A supreme legal experience

ALUMNI | For the past year, Claire Evans, AS ’98, has gone to work with a feeling of wonder, knowing that she is working on legal issues that have national importance.
The 2002 Rutgers University School of Law graduate recently completed a one-year clerkship at the U.S. Supreme Court, an experience she calls “awe-inspiring and humbling.” Serving as a clerk for Justice Clarence Thomas, she says, has given her “the opportunity to see his keen intellect, integrity and generosity firsthand.”
Evans majored in art history and art conservation at UD, where she says she had a wonderful experience and outstanding professors, but her career plans changed course after graduation and she went on to law school. After graduating from Rutgers in Camden, N.J., she held a series of federal positions.
Among them were clerkships in the federal district court in New Jersey and the U.S. Court of Appeals for the Third Circuit.

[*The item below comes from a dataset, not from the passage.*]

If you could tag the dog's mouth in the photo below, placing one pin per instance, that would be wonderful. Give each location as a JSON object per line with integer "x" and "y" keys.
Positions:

The appeals court job was cut short when the judge for whom she was working, Michael Chertoff, became secretary of Homeland Security, and Evans moved to Washington to work in that department. She later worked in the U.S. solicitor general’s office and the Department of Justice’s criminal division.
She began work at the U.S. Supreme Court in July 2008 and completed the clerkship this July.
“It is a tremendous honor and privilege to clerk for Justice Thomas and to work at the Supreme Court,” Evans says. “It has been a lot of hard work, but the clerkship has certainly exceeded my highest expectations.”